THE teeth of a new fossil monkey, unearthed in the badlands of northwest Kenya, help fill a 6-million-year void in Old World monkey evolution, according to a study by U.S. and Kenyan scientists published in the Proceedings of the National Academy of Sciences.
The discovery of 22-millionyear-old fossilised monkey teeth — described as belonging to a new species, Alophia metios— fills a void between a previously discovered 19-million-year-old fossil tooth in Uganda and a 25-million-year-old fossil tooth found in Tanzania. The finding also sheds light on how their diet may have changed the course of their evolution.
“For a group as highly successful as the monkeys of Africa and Asia, it would seem that scientists would have already figured out their evolutionary history,” said the study’s corresponding author John Kappelman, anthropology and geology professor at The University of Texas at Austin. “Although the isolated tooth from Tanzania is important for documenting the earliest occurrence of monkeys, the next 6 million years of the group’s existence are one big blank. This new monkey importantly reveals what happened during the group’s later evolution.”

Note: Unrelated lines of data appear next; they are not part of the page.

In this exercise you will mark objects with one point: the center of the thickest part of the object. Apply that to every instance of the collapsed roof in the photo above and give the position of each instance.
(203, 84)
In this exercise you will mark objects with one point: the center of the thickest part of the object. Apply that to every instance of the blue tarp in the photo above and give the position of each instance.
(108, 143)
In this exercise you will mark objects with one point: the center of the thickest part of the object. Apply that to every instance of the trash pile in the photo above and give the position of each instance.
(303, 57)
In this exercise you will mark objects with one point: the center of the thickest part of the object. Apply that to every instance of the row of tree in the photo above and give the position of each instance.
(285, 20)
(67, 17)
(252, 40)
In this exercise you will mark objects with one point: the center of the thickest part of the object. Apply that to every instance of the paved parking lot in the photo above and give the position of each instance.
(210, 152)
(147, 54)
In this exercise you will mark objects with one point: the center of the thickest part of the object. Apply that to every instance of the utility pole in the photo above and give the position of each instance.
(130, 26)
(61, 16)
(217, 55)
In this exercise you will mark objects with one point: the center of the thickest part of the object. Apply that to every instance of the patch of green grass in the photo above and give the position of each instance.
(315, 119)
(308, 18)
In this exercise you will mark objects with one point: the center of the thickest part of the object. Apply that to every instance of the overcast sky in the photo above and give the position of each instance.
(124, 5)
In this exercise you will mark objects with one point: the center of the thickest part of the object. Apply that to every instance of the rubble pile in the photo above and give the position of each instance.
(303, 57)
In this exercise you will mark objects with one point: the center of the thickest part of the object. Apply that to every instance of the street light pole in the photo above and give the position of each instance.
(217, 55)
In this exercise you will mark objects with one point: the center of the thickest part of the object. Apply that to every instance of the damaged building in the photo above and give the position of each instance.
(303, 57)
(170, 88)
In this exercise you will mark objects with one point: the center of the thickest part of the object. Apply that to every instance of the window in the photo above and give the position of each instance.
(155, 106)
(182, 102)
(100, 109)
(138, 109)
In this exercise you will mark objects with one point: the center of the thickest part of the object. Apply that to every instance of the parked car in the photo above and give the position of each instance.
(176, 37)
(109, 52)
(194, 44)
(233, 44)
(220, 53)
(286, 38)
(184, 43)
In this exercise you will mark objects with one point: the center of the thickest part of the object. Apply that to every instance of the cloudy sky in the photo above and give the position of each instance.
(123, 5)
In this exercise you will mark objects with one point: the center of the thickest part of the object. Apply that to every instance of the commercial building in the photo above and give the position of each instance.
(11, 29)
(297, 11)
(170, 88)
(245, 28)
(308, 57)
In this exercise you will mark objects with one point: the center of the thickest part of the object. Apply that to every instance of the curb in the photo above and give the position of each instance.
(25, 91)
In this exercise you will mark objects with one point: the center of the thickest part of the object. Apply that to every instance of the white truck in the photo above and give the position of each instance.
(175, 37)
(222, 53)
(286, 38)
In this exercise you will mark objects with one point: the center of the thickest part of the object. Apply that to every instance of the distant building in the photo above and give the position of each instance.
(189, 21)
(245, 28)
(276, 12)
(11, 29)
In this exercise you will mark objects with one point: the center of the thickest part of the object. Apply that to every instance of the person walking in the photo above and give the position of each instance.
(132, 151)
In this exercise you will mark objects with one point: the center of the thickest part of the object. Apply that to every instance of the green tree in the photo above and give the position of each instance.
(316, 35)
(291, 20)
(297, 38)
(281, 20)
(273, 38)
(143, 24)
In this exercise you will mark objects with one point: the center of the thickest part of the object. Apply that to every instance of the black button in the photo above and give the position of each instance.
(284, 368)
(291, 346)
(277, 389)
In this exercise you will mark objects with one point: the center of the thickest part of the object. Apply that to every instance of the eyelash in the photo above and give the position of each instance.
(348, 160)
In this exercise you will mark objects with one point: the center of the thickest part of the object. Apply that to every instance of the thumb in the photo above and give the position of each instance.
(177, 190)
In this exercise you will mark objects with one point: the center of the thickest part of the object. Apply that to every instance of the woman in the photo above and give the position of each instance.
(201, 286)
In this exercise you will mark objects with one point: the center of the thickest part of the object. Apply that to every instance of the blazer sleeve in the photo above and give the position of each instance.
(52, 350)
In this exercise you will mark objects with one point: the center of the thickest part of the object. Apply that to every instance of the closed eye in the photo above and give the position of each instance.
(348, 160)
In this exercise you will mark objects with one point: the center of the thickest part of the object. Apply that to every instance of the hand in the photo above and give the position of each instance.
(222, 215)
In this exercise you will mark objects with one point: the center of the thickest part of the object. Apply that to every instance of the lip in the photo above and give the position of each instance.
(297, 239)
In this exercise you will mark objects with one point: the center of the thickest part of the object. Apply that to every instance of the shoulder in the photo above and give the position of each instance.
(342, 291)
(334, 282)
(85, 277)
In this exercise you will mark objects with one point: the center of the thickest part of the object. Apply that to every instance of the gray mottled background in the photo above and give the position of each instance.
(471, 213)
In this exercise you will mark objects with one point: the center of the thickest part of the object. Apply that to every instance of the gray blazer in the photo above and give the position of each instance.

Since the time interval from 19 to 25 million years ago is represented by a small number of African fossil sites, the team targeted the famous fossil-rich region of West Turkana to try to fill in that blank.
“Today, this region is very arid,” said Benson Kyongo, a collections manager at the National Museums of Kenya. “But millions of years ago, it was a forest and woodland landscape crisscrossed by rivers and streams. These ancient monkeys were living the good life.”